Sunday, April 02, 2017

Herbie’s unique gun deck revealed

You may know that you can look up a register of all the licensed boats on our inland waterways.  The list currently resides on Canalplan if you haven’t noticed it before.  All kinds interesting things can be seen there, some of them very surprising.  Who would have thought that there would be 32 boats called Hakuna Matata but only two steel narrowboats called Herbie! There’s a Herbie II and a Herbie III and a number of GRP Cruiser Herbies including a Herbie IX.  “Oi up”, I hear you say,” the title of this post says Herbie is unique, and there are two of ‘em”.  Ah, but read on for the literally incredible difference in our boat.  Yep, I do mean LITERALLY incredible.  Note this is NOT written on April 1st, it is genuine.  If you don’t believe me look it up for yourself.

Looking into the detailed record of our boat in the listing, I confirm things I spot every year on our licence application, but cannot change.  In Herbie’s dimensions section we see the following:

“Length : 15.24 metres ( 50 feet ) - Beam : 2.08 metres ( 6 feet 10 inches )”  so far, so good, but wait, –

Draft : 5.48 metres ( 18 feet )”.!!!

Blimey, no wonder we run aground now and then.  I thought we had plenty of headroom inside, but the bilges must be enough for an extra couple of decks below.  Maybe that’s where the cannons ought to go and then we could have the powder magazine in the Orlop deck like on HMS Victory.

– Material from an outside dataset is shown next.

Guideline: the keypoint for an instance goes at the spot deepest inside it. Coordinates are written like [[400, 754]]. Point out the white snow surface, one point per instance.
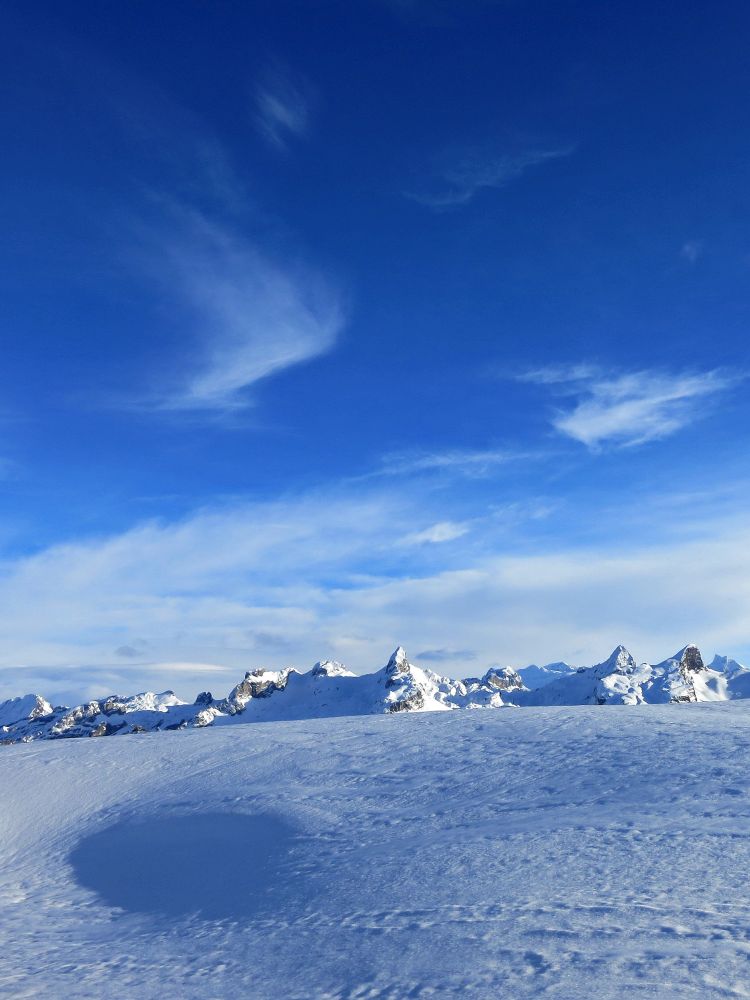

Reading on we come to the details of the propulsion unit and it says:

“Power of 999 HP”!!

Crumbs! I reckon we should get an uprated gearbox and a bigger prop. With 18ft draft we could have a huge one then we could go water skiing down the canal.

How these figures got there I can’t imagine, although it could be that the 999 HP is a default for “not known”.  I know we are supposed to be living in a post truth society, but this takes the biscuit.

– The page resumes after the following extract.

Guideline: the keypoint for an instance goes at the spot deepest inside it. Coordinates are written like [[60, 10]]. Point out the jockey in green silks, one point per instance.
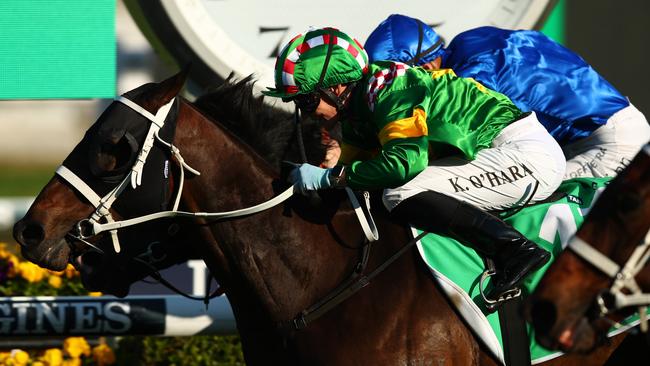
[[443, 148]]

Talking (admittedly obliquely) of fakes, you might be interested in a true wildlife story.  A while back I wrote that I am woken most mornings by the call of a red kite over our house.  We’re quite used to him or her now, but we still look up when we hear his cry, because like me,  he’s a handsome devil.  Well the other day I heard it and when I looked up he was nowhere to be seen.  What’s more, it wasn’t the time of day he normally patrols over us.  Then I heard the cry again from our neighbour’s roof and I looked up to see an imposter.  Would you believe it the flippin’ starlings have learned to imitate the call of the kite!

Is nothing sacred?

1 comment:

Steve said...

All the data in the Boat Listing is directly from Canal & Rivers Trust - I suspect that either their system defaults to 999 for the power if nothing is provided or that its what someone has typed it because it demands a value - but given how many 999s there are I suspect its the first of the two.

Draughts are very odd - they are provided as decimal values which would seem to be metres which we convert to feet on the fly.

So at the end of the day it's the information that C&RT have which is wrong, all we're doing is reporting the fake news!